Le cloaque est, d’un point de vue anatomique, l’« abouchement commun des voies urinaires, intestinales et génitales de certains vertébrés » (Anonyme, 2016a). Le terme désigne aussi les égouts : historiquement, l’égout principal de Rome était appelé la cloaca maxima. Figurativement, un cloaque évoque un lieu immonde et malsain. En psychanalyse, le cloaque renvoie à une représentation rudimentaire, régressive du corps et de ses fonctions, où se confondent le sexuel et l’excrémentiel. Toutes ces couches de sens, où se redit à chaque fois la primauté des fonctions corporelles cachées et mystérieuses culturellement associées au « bas » (Bakhtine), se trouvent convoquées dans Cloaca de Wim Delvoye.
Installation présentée pour la première fois en 2000 au Musée d’Art Contemporain à Anvers en Belgique, Cloaca peut être décrite comme une machine digestive dont la fonction serait de produire des excréments. L’œuvre s’inscrit dans un imaginaire posthumain où le biologique est évacué au profit du corps mécanisé (pensons au cyborg). Reposant sur une véritable expertise scientifique et technique, elle est composée de réceptacles successifs contenant des acides, des sucs digestifs, des bactéries et des enzymes, maintenus à une température de 37,2 °C. Des aliments y sont déversés, traversent progressivement les divers réceptacles, pour finalement en ressortir transformés en fèces ressemblant en tous points aux excréments humains. L’artiste récupère ces fèces, les stérilise par irradiation ou par dessiccation et les conditionne pour la vente. En vertu de ce geste provocateur, le déchet devient art, mais un art d’emblée assimilé à une marchandise. Au fil des ans, Delvoye élabore plusieurs variantes et Cloaca se décline désormais en une série d’itérations ludiques où sont modulées la taille et certaines fonctionnalités des machines : naissent, ainsi, Cloaca Turbo, Cloaca Mini, Cloaca Quattro, Personal Cloaca, etc. Chaque machine est marquée par un logo qui semble issu d’un croisement moqueur entre le logo de Ford et celui de Coca-Cola. L’artiste propose aussi des produits dérivés, dont du papier hygiénique portant le même logo.

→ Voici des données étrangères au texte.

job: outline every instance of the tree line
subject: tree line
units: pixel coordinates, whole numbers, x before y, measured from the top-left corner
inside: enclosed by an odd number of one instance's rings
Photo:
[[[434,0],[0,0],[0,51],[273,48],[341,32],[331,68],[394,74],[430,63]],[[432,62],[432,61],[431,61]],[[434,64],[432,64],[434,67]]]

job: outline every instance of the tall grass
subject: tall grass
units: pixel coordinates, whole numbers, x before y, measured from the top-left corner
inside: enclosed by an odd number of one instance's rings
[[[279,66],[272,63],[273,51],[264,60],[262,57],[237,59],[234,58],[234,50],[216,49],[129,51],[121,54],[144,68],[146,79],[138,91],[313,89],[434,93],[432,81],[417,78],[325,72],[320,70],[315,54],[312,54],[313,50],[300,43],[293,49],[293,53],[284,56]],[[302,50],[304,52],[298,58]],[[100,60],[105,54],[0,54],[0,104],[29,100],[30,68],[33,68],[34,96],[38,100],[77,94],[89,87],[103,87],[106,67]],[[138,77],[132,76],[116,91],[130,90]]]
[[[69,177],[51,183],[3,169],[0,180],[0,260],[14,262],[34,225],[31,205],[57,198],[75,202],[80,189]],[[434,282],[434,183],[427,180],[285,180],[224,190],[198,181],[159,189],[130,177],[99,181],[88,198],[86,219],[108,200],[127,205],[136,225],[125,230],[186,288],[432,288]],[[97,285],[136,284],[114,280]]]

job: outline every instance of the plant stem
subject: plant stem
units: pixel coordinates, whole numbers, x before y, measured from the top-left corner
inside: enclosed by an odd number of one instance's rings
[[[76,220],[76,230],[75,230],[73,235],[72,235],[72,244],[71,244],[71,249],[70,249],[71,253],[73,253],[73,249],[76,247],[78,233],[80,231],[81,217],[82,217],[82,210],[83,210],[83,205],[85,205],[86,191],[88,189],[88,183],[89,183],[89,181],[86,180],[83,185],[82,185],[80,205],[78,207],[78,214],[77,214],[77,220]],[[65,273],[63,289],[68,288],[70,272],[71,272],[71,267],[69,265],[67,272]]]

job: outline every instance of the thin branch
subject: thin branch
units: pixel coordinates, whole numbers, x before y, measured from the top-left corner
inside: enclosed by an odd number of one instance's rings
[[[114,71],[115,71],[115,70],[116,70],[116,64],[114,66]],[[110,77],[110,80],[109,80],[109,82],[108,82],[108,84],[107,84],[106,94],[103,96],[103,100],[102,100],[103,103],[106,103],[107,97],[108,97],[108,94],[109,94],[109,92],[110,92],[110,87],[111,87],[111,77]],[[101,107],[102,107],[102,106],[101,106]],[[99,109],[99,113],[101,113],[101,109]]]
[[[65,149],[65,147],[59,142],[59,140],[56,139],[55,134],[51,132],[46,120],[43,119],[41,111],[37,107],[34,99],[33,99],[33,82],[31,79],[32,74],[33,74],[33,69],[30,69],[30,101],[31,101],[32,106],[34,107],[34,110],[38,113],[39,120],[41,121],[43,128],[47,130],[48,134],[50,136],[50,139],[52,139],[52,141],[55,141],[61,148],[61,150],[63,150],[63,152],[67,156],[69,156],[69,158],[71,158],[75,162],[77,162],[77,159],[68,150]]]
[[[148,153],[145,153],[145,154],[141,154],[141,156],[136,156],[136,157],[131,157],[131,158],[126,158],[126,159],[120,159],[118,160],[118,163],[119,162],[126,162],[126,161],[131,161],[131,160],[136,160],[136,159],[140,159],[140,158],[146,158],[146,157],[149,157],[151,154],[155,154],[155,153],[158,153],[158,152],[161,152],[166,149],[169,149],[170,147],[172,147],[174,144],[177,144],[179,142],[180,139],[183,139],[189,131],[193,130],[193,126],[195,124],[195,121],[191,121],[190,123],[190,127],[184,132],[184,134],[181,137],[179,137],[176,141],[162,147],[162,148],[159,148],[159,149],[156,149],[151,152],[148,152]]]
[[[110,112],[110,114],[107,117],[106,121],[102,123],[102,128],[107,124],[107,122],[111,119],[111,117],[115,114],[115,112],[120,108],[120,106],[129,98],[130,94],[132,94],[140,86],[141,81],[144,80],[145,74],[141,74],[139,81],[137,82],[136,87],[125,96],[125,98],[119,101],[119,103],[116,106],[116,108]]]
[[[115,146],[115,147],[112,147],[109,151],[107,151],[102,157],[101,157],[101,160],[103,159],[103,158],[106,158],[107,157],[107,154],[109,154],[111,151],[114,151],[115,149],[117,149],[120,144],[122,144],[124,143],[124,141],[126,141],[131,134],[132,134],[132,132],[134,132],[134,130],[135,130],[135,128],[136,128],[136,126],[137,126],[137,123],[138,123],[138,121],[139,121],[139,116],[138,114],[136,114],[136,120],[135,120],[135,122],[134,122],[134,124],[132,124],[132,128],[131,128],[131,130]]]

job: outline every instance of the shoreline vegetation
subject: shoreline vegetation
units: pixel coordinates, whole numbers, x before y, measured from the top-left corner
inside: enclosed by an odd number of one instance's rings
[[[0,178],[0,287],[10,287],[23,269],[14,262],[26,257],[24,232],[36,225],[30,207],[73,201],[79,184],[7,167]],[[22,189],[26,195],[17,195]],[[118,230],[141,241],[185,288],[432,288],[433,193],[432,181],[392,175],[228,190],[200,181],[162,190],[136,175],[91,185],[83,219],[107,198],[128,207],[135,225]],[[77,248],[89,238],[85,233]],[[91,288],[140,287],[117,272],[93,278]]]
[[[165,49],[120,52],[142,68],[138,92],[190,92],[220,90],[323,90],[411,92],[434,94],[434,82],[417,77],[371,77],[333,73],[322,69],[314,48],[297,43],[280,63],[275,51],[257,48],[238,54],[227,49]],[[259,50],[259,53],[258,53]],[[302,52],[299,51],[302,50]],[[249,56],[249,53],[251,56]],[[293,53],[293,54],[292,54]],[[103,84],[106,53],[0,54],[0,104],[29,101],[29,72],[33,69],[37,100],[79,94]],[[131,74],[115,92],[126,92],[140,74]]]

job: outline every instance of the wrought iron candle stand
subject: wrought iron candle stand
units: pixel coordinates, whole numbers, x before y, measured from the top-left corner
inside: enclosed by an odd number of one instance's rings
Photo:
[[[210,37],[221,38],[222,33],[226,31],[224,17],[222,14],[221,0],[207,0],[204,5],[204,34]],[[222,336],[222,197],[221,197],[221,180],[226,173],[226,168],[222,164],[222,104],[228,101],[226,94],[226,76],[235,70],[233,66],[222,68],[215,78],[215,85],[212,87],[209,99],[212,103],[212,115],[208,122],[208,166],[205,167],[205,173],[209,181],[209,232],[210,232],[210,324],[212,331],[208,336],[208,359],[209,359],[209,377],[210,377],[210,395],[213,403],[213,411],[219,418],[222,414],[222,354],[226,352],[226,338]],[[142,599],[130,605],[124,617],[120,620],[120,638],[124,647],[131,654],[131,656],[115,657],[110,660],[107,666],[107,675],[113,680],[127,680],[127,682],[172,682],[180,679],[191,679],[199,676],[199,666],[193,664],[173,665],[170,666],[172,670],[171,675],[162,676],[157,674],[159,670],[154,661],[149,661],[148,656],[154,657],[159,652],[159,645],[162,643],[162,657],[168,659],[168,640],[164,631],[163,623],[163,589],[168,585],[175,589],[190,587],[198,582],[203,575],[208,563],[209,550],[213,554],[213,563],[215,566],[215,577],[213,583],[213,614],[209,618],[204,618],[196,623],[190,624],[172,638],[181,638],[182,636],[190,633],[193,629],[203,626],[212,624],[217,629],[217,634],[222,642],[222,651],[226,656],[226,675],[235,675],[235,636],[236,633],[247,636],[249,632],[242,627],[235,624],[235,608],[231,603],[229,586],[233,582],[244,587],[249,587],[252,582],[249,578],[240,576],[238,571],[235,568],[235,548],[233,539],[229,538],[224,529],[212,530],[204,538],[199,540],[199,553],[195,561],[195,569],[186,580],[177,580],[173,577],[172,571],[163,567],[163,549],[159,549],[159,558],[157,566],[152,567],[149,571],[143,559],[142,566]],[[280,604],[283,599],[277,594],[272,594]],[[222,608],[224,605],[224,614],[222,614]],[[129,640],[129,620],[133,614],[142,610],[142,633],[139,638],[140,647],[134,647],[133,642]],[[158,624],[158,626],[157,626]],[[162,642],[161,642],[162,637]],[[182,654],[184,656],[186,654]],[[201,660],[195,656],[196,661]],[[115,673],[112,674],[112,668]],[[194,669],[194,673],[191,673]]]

Au-delà de ses résonances carnavalesques, l’œuvre de Delvoye convoque plusieurs références culturelles. Le canard automate supposément capable de digérer, créé par Jacques de Vaucanson en 1738, semble être un ancêtre de la série. Delvoye lui-même évoque comme source d’inspiration la « machine à manger » des Temps modernes de Charlie Chaplin (Breerette). Des interventions appartenant au champ de l’art sont aussi à considérer, par exemple, la Merda d’artista de Piero Manzoni (1961), qui présente 90 boîtes de conserve numérotées et signées, censées contenir les excréments de l’artiste. La signification des itérations de Cloaca paraît puiser à ces diverses sources. En effet, le thème scatologique se trouve ici associé à un imaginaire scientifico-technique et à une appropriation satirique des codes esthétiques et muséaux. L’œuvre existe et produit des significations à la fois dans l’objectalité de ses diverses itérations et dans le processus qu’elle construit.
Au point de vue de l’objectalité, les machines rutilantes et souvent imposantes, semblant sorties du cerveau d’un quelconque savant fou, occupent l’espace muséal de façon massive. Ce sont des objets mystérieux, fonctionnels mais inutiles, qui remettent en question le contexte expositionnel et le regard du spectateur. Cloaca peut se lire comme une représentation fantasmatique, informée par une démarche scientifique, d’un processus qui échappe aux regards.
Au point de vue du processus qu’elles opèrent, ces machines élaborent une mise en récit critique des transformations de la nourriture. Leur alimentation est un splendide gaspillage ayant pour effet paradoxal de produire des fèces dotées d’une plus-value, conférée ici par un marché de l’art en proie aux spéculations les plus folles. De l’alimentation à la production d’excréments et à la consommation de ceux-ci, Cloaca agit non pas comme une métaphore, mais comme une concrétisation des mécanismes de l’économie moderne. Le fait que la nourriture serve de matériau premier à ce propos n’est qu’une autre démonstration de la puissante plasticité symbolique de celle-ci.
À noter
DHC/ART Fondation pour l’art contemporain présente à Montréal, du 30 novembre 2016 au 19 mars 2017, une exposition solo de Wim Delvoye. À travers des œuvres de médias variés (sculptures, vidéos et dessins), des enjeux comme le branding, la notion de classe, l’économie, la technologie et la mondialisation sont déconstruits de façon ludique et critique.